Abstract
We consider a multi-agent network where agents interact with others in a dynamic environment, making decisions in real-time, based on coupled state dynamics and action policies. In general, multi-agent reinforcement learning faces formidable technical challenges, due to 1) the curse of dimensionality, 2) the curse of partial observability and multi-agency, and 3) the curse of non-stationarity. To tackle these challenges, we propose a world model based distributed reinforcement learning (WM-DRL) framework. In particular, by leveraging world models’ low-dimensional latent representation, the proposed WM-DRL framework makes it feasible for agents to share their latent information with other agents of interest via lightweight communications and acquire essential information for decision making, thereby alleviating the challenges of high-dimensionality and partial observability. Furthermore, the proposed WM-DRL framework exploits the generalization capability of world models to equip the agents with the power of foresight, enabling them to predict the environment, thus mitigating the challenge of non-stationarity. Aiming to build a theoretic foundation for WM-DRL, we characterize the latent representation error and quantify its impact on the prediction capability, and analyze the impact of information sharing on the performance of WM-DRL. We also develop an open-source RL platform that integrates world models with CARLA for autonomous driving. Extensive experiments are carried out on the challenging local trajectory planning tasks in complicated vehicle networks to highlight the benefits of the WM-DRL framework.
Bio
Junshan Zhang is a professor in the ECE Department and CS graduate faculty at University of California Davis. He received his Ph.D. degree from the School of ECE at Purdue University in Aug. 2000, and was on the faculty of the School of ECEE at Arizona State University from 2000 to 2021. His research interests fall in the general field of information networks and data science, including edge AI, reinforcement learning, continual learning, network optimization and control, game theory.

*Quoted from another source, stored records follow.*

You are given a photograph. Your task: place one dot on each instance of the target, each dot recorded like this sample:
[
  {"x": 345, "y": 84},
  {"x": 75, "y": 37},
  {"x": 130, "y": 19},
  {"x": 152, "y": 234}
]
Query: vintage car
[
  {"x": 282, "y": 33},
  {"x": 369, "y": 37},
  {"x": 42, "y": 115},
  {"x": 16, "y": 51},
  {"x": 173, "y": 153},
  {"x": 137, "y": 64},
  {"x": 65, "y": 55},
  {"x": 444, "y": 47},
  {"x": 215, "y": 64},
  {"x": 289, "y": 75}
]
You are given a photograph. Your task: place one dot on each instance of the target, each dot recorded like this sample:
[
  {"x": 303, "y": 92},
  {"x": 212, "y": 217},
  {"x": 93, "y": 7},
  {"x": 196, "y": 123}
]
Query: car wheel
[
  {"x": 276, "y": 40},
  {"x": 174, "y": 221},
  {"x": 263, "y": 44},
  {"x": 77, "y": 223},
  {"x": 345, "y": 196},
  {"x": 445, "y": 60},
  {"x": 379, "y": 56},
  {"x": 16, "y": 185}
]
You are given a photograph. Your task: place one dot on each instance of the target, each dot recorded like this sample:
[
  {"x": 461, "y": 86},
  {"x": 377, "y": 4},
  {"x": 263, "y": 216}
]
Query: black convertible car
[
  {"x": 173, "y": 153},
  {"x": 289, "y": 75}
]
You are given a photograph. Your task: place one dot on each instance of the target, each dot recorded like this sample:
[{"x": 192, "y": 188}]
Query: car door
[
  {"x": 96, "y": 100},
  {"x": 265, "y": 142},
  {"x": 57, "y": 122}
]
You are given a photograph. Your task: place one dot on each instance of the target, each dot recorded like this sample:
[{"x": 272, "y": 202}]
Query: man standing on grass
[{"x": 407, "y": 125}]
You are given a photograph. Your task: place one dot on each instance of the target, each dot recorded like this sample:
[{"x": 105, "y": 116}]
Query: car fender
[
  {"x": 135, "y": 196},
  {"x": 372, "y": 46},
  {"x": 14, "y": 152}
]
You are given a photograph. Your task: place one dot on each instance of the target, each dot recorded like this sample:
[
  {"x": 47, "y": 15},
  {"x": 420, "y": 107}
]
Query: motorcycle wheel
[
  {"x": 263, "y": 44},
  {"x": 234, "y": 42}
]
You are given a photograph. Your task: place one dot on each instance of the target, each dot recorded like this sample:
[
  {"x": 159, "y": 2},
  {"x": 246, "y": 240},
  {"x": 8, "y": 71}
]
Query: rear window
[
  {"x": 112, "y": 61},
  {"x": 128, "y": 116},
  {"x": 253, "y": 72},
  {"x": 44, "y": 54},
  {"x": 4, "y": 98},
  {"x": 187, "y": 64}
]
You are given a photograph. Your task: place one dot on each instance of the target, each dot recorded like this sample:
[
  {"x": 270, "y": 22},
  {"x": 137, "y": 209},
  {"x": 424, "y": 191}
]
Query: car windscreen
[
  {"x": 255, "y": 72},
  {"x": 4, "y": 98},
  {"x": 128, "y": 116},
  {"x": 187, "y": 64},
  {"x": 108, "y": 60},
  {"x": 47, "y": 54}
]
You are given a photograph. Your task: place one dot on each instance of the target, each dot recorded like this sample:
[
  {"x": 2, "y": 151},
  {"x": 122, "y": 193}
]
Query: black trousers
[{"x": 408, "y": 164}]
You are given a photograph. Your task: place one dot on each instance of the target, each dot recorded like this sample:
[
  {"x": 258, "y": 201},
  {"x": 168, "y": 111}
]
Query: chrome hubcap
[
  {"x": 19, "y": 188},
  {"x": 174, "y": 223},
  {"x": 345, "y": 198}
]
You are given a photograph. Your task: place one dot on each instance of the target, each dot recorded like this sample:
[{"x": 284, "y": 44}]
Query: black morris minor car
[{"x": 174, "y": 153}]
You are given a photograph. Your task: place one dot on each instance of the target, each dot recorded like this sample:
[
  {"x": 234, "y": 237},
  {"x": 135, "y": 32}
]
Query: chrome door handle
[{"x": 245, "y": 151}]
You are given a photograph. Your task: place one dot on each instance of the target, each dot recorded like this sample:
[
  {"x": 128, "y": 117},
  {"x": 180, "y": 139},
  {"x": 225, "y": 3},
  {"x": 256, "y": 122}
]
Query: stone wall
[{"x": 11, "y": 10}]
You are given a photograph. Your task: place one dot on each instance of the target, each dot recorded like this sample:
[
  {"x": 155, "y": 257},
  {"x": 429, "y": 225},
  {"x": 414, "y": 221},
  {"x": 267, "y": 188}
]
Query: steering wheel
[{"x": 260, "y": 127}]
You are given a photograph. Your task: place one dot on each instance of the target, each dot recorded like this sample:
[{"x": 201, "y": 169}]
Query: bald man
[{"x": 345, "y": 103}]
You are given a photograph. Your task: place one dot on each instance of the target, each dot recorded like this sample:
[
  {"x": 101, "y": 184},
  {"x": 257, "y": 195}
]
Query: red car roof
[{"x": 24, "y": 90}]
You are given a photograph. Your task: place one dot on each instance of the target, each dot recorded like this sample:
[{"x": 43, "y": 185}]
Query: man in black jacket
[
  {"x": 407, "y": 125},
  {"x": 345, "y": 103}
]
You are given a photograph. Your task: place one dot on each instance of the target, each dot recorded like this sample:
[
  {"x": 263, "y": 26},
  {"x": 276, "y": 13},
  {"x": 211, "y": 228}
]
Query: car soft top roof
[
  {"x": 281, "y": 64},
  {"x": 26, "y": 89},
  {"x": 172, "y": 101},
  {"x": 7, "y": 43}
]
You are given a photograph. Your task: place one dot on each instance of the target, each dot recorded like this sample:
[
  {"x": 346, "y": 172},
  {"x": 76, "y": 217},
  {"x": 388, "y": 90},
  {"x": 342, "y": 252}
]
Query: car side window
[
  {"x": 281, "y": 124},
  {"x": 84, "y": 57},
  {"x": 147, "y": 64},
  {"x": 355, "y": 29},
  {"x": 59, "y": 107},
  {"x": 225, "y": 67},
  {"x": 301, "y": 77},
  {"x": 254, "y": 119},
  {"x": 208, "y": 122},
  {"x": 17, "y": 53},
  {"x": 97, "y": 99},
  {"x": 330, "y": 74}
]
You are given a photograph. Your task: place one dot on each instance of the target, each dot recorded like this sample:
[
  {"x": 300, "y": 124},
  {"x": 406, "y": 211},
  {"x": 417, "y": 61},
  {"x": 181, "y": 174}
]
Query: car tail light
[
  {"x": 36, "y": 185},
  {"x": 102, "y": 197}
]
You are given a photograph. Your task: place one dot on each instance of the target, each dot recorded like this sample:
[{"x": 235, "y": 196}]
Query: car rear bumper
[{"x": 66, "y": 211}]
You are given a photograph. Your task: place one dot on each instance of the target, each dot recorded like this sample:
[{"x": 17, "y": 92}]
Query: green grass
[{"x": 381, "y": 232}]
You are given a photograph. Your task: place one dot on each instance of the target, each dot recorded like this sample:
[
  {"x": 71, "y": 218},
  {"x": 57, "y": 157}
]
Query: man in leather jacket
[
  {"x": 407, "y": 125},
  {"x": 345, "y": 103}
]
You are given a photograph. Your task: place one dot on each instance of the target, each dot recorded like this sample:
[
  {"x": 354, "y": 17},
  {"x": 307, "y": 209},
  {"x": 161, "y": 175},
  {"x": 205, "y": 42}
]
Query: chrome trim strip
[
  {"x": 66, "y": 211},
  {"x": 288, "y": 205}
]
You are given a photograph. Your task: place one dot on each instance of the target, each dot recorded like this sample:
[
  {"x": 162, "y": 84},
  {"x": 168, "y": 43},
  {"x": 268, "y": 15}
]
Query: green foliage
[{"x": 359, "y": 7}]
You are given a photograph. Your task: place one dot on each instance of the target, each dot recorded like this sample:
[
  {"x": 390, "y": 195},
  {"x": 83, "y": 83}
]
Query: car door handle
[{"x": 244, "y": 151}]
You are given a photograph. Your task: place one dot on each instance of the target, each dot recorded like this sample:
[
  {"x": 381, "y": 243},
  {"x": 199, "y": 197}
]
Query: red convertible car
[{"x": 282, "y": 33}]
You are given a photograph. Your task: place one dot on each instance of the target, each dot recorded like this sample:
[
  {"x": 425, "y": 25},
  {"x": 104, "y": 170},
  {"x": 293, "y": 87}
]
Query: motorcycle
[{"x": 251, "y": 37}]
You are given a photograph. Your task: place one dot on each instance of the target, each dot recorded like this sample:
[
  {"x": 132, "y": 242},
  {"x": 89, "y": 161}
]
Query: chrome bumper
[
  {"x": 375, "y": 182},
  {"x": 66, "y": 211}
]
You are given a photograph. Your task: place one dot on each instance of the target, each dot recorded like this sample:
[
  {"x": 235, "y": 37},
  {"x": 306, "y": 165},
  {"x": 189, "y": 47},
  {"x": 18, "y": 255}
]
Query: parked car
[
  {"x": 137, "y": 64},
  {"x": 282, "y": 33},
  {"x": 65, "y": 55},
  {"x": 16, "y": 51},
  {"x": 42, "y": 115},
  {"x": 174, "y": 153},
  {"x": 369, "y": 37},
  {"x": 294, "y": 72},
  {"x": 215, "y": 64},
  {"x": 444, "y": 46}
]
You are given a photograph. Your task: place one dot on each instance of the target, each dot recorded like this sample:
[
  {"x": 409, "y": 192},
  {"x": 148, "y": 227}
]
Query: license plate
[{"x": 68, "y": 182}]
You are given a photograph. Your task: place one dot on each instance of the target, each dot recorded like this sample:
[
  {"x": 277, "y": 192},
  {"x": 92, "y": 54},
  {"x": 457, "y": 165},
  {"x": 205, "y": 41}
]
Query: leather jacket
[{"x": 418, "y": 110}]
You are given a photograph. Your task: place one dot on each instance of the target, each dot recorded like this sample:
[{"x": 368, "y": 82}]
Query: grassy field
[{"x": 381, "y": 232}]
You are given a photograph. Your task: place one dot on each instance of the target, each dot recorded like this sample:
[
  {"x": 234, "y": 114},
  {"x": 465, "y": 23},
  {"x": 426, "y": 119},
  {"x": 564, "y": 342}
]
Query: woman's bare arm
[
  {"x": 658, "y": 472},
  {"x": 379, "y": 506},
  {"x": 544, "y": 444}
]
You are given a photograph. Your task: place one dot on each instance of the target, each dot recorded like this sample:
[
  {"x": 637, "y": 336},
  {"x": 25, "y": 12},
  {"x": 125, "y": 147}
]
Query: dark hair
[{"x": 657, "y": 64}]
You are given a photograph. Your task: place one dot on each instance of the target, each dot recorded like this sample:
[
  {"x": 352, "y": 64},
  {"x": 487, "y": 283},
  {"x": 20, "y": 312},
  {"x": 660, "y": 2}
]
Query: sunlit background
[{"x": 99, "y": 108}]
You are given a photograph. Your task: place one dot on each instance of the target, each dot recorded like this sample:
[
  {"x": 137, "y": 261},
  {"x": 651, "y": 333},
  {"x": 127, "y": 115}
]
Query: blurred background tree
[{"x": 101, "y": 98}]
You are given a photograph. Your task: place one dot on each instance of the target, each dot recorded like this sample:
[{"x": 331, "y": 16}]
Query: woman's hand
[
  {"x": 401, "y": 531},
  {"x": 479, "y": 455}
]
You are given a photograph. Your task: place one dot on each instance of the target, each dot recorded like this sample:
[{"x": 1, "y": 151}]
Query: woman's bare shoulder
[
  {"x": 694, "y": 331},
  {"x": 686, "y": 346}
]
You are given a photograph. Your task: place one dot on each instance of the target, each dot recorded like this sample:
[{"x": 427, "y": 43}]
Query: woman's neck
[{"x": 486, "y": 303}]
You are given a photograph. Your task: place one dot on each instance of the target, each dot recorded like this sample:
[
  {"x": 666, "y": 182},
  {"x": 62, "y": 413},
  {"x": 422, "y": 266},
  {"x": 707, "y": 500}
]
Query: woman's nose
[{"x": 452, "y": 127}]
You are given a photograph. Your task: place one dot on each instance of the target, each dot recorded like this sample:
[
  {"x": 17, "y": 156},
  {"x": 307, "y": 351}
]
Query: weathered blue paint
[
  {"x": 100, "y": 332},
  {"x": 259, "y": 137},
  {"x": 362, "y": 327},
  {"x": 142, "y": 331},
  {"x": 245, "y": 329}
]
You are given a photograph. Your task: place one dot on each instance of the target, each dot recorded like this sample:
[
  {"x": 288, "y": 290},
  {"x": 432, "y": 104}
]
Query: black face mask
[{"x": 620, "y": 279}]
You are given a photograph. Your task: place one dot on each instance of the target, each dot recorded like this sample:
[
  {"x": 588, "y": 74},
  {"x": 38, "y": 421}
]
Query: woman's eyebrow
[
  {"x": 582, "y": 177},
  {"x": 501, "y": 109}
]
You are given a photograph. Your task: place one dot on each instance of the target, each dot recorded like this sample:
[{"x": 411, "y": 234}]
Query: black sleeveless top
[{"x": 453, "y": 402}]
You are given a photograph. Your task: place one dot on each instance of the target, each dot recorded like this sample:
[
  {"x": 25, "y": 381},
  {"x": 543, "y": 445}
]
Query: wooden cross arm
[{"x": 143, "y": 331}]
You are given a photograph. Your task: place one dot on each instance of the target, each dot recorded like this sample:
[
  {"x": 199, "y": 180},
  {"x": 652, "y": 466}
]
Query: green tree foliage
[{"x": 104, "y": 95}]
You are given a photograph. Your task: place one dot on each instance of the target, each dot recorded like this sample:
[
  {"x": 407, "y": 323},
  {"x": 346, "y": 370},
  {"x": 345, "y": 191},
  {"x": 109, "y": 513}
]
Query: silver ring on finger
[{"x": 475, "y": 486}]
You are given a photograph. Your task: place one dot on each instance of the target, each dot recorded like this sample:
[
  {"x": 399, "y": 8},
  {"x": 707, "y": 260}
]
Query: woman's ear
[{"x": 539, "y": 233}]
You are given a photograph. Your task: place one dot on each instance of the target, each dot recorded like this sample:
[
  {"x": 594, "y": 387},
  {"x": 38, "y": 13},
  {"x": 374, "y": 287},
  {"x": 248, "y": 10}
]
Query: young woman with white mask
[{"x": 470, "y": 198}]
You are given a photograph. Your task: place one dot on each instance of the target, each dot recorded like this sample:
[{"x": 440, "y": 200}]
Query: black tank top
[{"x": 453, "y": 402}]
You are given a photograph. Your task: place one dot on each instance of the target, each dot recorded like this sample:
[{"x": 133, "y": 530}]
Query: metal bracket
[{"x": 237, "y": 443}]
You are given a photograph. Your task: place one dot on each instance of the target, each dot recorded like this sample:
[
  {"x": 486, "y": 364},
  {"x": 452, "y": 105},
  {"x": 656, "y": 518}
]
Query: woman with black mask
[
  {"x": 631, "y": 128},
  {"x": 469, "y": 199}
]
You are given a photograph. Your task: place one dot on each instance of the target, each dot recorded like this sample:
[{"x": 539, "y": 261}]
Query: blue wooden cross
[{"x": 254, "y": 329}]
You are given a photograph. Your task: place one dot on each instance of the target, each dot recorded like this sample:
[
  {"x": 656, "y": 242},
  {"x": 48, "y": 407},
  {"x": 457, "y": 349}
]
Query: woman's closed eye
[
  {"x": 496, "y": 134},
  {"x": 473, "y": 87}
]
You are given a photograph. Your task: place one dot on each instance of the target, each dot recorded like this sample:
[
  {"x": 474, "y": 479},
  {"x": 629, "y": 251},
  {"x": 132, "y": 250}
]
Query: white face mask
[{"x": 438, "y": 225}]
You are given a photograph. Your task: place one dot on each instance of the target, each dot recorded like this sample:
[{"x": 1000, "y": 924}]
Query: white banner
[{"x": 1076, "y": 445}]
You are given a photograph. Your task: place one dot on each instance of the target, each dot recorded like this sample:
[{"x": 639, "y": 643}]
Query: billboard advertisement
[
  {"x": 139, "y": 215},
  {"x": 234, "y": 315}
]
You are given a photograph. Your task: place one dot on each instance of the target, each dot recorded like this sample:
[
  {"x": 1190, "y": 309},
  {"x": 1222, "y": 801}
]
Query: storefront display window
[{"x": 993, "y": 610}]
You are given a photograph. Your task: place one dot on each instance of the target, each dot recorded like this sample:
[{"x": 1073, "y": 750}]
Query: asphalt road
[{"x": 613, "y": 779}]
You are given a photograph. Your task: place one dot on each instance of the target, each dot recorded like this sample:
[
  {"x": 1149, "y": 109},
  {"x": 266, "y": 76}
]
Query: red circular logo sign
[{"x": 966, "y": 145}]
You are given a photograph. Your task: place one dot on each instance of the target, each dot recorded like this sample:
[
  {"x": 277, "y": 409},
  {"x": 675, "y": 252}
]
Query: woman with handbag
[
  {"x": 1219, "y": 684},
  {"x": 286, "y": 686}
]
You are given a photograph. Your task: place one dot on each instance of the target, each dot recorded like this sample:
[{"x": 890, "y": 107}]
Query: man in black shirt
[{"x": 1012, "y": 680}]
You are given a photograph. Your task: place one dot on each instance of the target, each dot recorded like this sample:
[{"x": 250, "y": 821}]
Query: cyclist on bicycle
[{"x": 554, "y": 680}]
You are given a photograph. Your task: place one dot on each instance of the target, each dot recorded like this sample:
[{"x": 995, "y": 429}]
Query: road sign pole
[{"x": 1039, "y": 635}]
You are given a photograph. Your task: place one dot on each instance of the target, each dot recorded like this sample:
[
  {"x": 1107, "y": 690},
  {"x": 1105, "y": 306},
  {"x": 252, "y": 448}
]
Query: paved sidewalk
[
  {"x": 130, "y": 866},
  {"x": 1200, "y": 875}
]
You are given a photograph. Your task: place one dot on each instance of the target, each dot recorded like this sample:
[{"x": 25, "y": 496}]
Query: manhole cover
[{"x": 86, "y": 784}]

He is a Fellow of the IEEE, and a recipient of the ONR Young Investigator Award in 2005 and the NSF CAREER award in 2003. His papers have won a few awards, including the Best Student paper at WiOPT 2018, the Kenneth C. Sevcik Outstanding Student Paper Award of ACM SIGMETRICS/IFIP Performance 2016, the Best Paper Runner-up Award of IEEE INFOCOM 2009 and IEEE INFOCOM 2014, and the Best Paper Award at IEEE ICC 2008 and ICC 2017. He is currently serving as Editor-in-Chief of IEEE/ACM Transactions on Networking.